Speed drop when running oneDNN in a subthread
Summary
Speed drop when running oneDNN in a subthread.
Version
oneDNN 3.4.2 with GNU OpenMP (4.5)
Environment
- CPU: Intel(R) Xeon(R) Platinum 8375C CPU @ 2.90GHz
- OS version:
3.10.0-1160.88.1.el7.x86_64 #1 SMP Tue Mar 7 15:41:52 UTC 2023 x86_64 x86_64 x86_64 GNU/Linux - Compiler version: 11.3.0
Steps to reproduce
See attached main.cpp. main.cpp.txt
Observed behavior
We observe a ~13% speed drop when we perform a oneDNN matmul in a subthread.
matmul (ms) matmul async (ms)
(30000, 512) * (512, 2) 0.4086 0.4505
Expected behavior
We would expect a similar speed when running in a subthread.

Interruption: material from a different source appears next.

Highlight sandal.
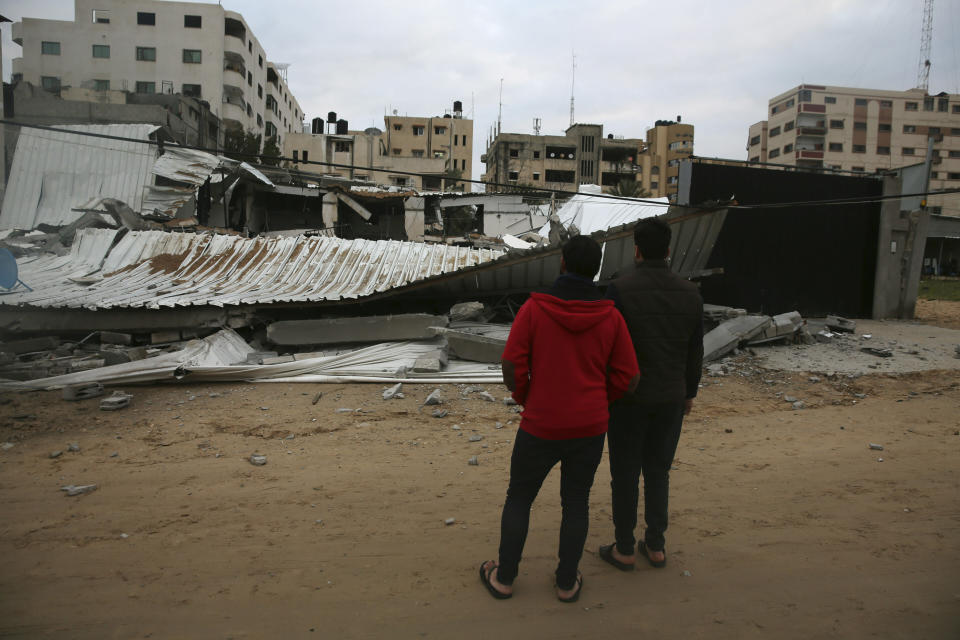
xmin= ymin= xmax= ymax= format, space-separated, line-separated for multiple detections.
xmin=480 ymin=560 xmax=513 ymax=600
xmin=557 ymin=571 xmax=583 ymax=602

Hi @matiaslin/ From the reproducer shared, it seems that observations based on a single time measurement. Have you tried to perform multiple runs to stabilize performance numbers?
I can suggest to reuse this example, build an asynchronous execution and verify using the proposed methodology. Thanks.

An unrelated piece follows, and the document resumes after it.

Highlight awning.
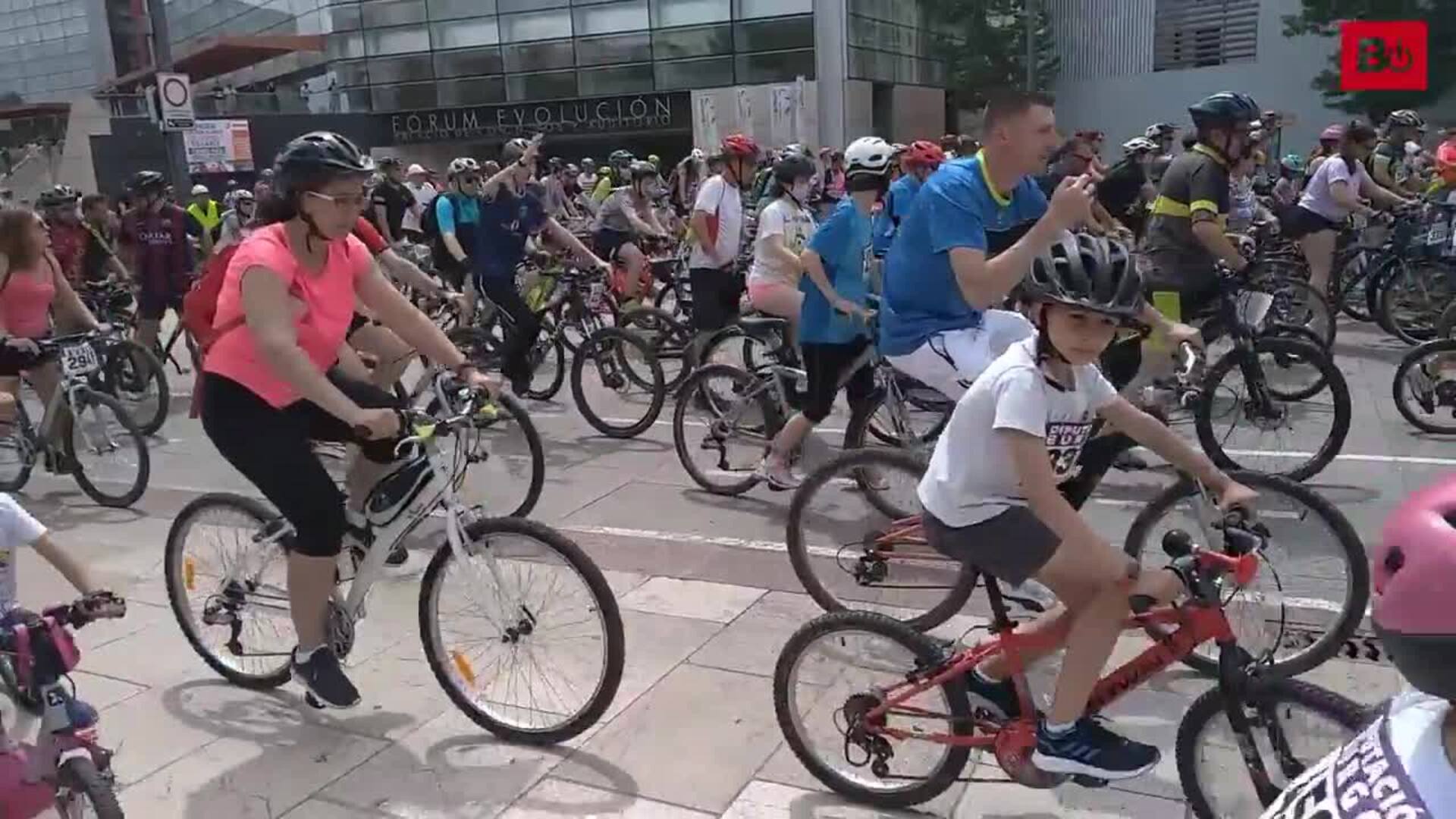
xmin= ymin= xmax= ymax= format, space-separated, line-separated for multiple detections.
xmin=100 ymin=33 xmax=323 ymax=92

Thanks for the recommendation, @dzarukin. I believe I do execute the matmul primitive multiple times to obtain the results posted above. In the TIME macro, we repeat the expression REPEAT times. Is this what you are referring to?
it is, yes. It seems I filtered macro-style variable out... Couple more questions: why do you benchmark creation + execution, is it intended? What would be the proof that unintended timing is coming from the library and not from std::async overhead which would spend time to submit the code and then execute it?
Just to be sure - is it a single threaded version?
why do you benchmark creation + execution, is it intended?
we dont: see that the TIME() macro only measure time for execution
What would be the proof that unintended timing is coming from the library and not from std::async overhead which would spend time to submit the code and then execute it?
because the TIME macro only repeat and measure the prim exec. Best
Please attach the ONEDNN_VERBOSE=1 logs with 20 iteration for both modes.
I ran with ONEDNN_VERBOSE=1 and REPEAT is set to 20 for both modes. See attached verbose.log. Thank you! verbose.log
As oneDNN execution doesn't change for two different modes, and given there are 8 threads, I would expect the async mode introduces a resource issue and eventually over-subscription or something along the lines due to std threading is OMP-unaware.
I'd expect those numbers to be aligned once oneDNN is built with a sequential runtime (with some potential delta due to async overhead).
Tks @dzarukin
We ll test with the SEQ build of 1dnn but our goal is though to have a normal speed when using 1dnn OMP in a subthread.
Could you please run that main.cpp via Intel vtune and upload somewhere the results ? We would do it but these Xeon(R) Platinum 8375C CPUs are on the cloud meaning under an hypervisor which prevents to get meaningful reports from vtune.
Best
@onednnsupporttriage, would you be able to help with this request?
@matiaslin Thanks for reaching out. We did some experiments with your sample code. These are our findings: -Increasing the number of threads helps alleviate this performance gap with subthread -With the 8 threads you can use the following OMP configurations:
export OMP_PROC_BIND=spread
export OMP_PLACES=threads
export OMP_NUM_THREADS=8
numactl --membind 0 --cpunodebind 0 ./main
I have tried to run on Xeon 4th generation CPUs and saw similar performances (non-async vs async) with the abovementioned setup.
Closing as stale. Feel free to reopen with additional data.